The room went quiet. Everybody
looked to the technician. He was young. A deer in headlights. Eyes wide. Shaking.
“Well sir, it’s gone. The rocket has just, well, it’s vanished, sir.”
For a second everyone in the control room looked at each other, dumbfounded, kicking their toes against the floor, looking for an answer nobody had.
“Shit!” the colonel yelled.
Donald walked to Liz’s side and looked into the control room.
“Alas poor Yorick,” he whispered as he placed his hand on Liz’s shoulder, “For I knew him well.”
Ian Foster
Ian Foster. A man who’d spent the last portion of his life jumping around the educational system, teaching science to children who didn’t want to listen. Children who would spit at you when you weren’t looking. Little bastards who thought their few years of existence was somehow worth more than his own — a man who’d spent his prime years in the seventies. These kids had no idea. Oh man, the drugs, the parties, and well, the free love. Nowadays it cost him a hundred pounds, and double that for penetration.
It was only in the past five years that he’d found himself working at the Seamont House Boarding School. A school that was so well-funded he could afford to buy his first suit. Not one of those cheap ones you find in a supermarket that does clothes on the side. A proper, tailored suit. Of course, he’d added his own flavour. A floral shirt, something from the good old days, along with his yellow glasses and his big greying beard. He was a real eccentric-type. His hippie ex-wife, Floraline Rivertree, would have been impressed.
Yes, Floraline was also the name of his favourite brand of butter. It’s what had first attracted him to her.

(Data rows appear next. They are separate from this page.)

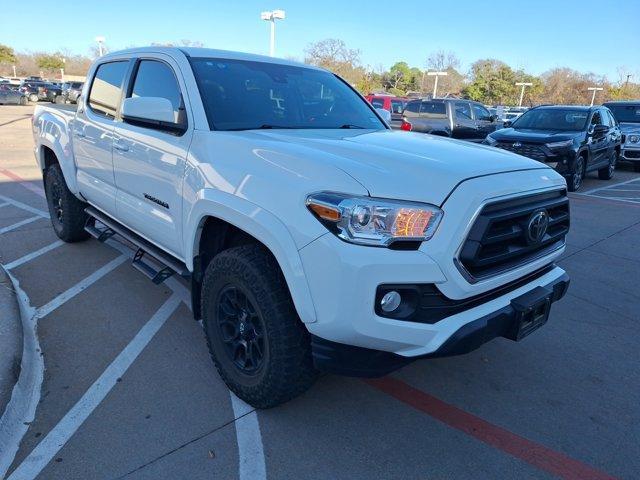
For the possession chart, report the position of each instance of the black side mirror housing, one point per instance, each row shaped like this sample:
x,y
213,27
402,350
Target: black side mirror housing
x,y
600,130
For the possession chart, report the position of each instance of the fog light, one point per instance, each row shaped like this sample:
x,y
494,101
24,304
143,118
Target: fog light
x,y
390,301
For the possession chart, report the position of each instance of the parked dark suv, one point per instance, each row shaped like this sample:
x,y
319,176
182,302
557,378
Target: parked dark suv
x,y
463,119
573,140
627,113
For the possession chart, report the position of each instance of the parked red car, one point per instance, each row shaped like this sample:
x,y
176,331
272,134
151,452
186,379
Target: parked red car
x,y
393,104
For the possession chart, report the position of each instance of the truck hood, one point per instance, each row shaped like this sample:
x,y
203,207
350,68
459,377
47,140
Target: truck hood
x,y
533,136
394,164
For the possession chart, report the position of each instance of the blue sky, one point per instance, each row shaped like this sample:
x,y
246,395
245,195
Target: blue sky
x,y
588,35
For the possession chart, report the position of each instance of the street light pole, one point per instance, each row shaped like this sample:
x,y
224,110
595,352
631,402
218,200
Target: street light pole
x,y
594,90
100,41
435,83
271,17
523,85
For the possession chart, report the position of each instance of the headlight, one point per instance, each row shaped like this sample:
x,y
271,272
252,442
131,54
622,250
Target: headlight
x,y
563,144
490,140
374,221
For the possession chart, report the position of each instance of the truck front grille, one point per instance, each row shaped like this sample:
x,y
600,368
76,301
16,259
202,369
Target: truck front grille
x,y
530,150
507,234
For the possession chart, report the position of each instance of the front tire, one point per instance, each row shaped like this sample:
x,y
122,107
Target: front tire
x,y
256,340
68,217
607,172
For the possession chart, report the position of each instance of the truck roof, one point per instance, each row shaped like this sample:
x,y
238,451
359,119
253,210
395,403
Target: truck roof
x,y
209,53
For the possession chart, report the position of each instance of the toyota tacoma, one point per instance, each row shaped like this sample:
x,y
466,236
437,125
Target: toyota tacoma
x,y
315,238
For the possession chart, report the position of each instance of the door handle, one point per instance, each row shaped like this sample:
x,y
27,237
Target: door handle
x,y
119,146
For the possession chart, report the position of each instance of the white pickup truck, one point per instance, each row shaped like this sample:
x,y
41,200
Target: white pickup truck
x,y
315,238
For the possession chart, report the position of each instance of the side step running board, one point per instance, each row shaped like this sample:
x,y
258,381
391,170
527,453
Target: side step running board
x,y
168,265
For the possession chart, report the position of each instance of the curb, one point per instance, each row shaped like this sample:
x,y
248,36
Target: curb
x,y
20,410
10,339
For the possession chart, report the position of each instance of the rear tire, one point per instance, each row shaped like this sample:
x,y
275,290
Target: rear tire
x,y
607,172
68,217
258,344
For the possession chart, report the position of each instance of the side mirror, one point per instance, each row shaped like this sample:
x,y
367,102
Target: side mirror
x,y
599,130
385,114
151,112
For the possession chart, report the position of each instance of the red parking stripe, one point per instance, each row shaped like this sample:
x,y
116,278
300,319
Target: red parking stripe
x,y
535,454
25,183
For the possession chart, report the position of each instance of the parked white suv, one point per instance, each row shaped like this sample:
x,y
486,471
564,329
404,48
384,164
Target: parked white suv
x,y
314,236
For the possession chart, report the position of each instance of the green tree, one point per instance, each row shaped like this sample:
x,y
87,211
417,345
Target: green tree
x,y
7,55
492,82
49,62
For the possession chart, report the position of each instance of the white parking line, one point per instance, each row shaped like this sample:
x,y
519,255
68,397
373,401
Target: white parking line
x,y
18,225
24,206
79,287
32,255
44,452
248,437
594,190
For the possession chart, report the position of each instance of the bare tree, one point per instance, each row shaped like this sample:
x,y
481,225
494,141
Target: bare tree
x,y
333,54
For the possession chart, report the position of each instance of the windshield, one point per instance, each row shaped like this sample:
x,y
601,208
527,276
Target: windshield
x,y
552,119
626,113
244,95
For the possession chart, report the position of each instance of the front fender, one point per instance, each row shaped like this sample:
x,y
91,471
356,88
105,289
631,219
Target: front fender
x,y
260,224
53,132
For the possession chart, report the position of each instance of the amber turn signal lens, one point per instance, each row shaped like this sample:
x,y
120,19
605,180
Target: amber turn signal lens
x,y
324,212
411,222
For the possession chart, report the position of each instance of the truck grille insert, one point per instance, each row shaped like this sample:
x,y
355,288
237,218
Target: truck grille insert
x,y
525,149
508,234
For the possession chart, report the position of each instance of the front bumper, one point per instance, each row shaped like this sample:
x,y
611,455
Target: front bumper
x,y
630,154
356,361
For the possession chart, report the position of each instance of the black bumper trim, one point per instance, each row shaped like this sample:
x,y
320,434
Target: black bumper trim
x,y
355,361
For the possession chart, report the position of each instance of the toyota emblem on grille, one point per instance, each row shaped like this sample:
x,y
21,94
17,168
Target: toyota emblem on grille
x,y
537,227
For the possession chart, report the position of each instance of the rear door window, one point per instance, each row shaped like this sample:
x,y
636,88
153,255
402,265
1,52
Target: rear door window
x,y
481,113
106,88
463,111
433,110
397,106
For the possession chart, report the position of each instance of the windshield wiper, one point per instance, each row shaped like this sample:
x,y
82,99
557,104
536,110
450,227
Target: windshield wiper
x,y
268,126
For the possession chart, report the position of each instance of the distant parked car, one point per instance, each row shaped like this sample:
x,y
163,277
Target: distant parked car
x,y
448,117
395,105
50,92
71,91
628,116
30,89
572,140
10,95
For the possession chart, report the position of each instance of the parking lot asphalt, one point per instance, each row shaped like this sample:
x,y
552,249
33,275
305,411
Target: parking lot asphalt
x,y
130,392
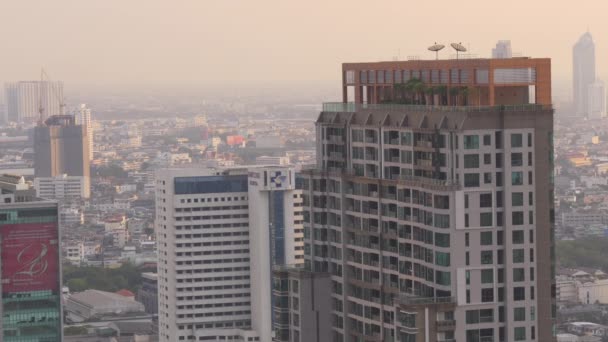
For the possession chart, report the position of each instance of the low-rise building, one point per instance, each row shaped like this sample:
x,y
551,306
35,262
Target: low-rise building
x,y
95,304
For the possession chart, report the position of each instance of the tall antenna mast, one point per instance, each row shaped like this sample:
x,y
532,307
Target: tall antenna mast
x,y
40,107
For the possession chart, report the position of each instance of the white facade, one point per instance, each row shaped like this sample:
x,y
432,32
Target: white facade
x,y
74,253
83,117
23,99
235,223
62,187
597,100
269,160
276,235
502,49
594,292
202,228
583,65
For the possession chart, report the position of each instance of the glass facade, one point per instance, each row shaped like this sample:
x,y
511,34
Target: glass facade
x,y
210,184
31,281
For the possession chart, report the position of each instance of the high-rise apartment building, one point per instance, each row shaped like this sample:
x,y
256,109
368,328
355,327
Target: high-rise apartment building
x,y
61,147
583,70
435,222
220,232
30,268
23,100
83,118
502,49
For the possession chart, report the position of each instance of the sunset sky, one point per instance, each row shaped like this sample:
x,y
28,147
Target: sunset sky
x,y
133,42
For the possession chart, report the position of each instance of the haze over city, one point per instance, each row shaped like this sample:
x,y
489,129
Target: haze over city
x,y
312,171
194,42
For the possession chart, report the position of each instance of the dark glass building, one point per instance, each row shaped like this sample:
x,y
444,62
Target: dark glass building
x,y
31,272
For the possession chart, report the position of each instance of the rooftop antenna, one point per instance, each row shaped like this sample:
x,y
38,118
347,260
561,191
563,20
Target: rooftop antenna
x,y
459,48
436,48
40,107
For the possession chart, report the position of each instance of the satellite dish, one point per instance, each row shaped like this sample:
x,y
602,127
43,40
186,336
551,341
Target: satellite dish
x,y
459,48
435,48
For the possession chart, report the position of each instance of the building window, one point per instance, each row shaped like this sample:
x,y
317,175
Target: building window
x,y
471,161
486,238
487,276
519,293
517,178
471,180
485,200
516,140
485,219
487,295
517,218
487,140
519,274
519,334
517,159
471,142
487,257
517,199
518,236
518,255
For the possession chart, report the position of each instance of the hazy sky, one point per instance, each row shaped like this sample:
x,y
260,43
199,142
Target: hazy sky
x,y
133,42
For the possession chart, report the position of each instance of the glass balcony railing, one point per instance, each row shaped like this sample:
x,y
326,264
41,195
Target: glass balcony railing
x,y
351,107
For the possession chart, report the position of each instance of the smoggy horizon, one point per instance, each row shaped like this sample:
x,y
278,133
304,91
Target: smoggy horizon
x,y
273,42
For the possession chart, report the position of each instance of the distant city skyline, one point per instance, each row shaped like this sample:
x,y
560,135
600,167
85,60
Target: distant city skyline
x,y
195,42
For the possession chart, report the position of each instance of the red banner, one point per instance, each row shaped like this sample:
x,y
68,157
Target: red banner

Oh no, this wasn’t a school to mess around. The children were different. They were attentive. They were caring. And they were smart. Scary smart. He had to up his game, reread some of those old textbooks. Crack out the biometrics. Twelve-year old children should not know more about osmosis than him.
The Seamont House was only a front. Something shoved together by the IPC — The Indigo Parade Collective. A company that found its roots in some new age book about psychic children. A company that turned its attention to everything, to making money, to getting into politics, non-lethal weaponry, pharmaceuticals, even a craft beer brewery, anything that helped to fund and further the mission of finding the indigo children.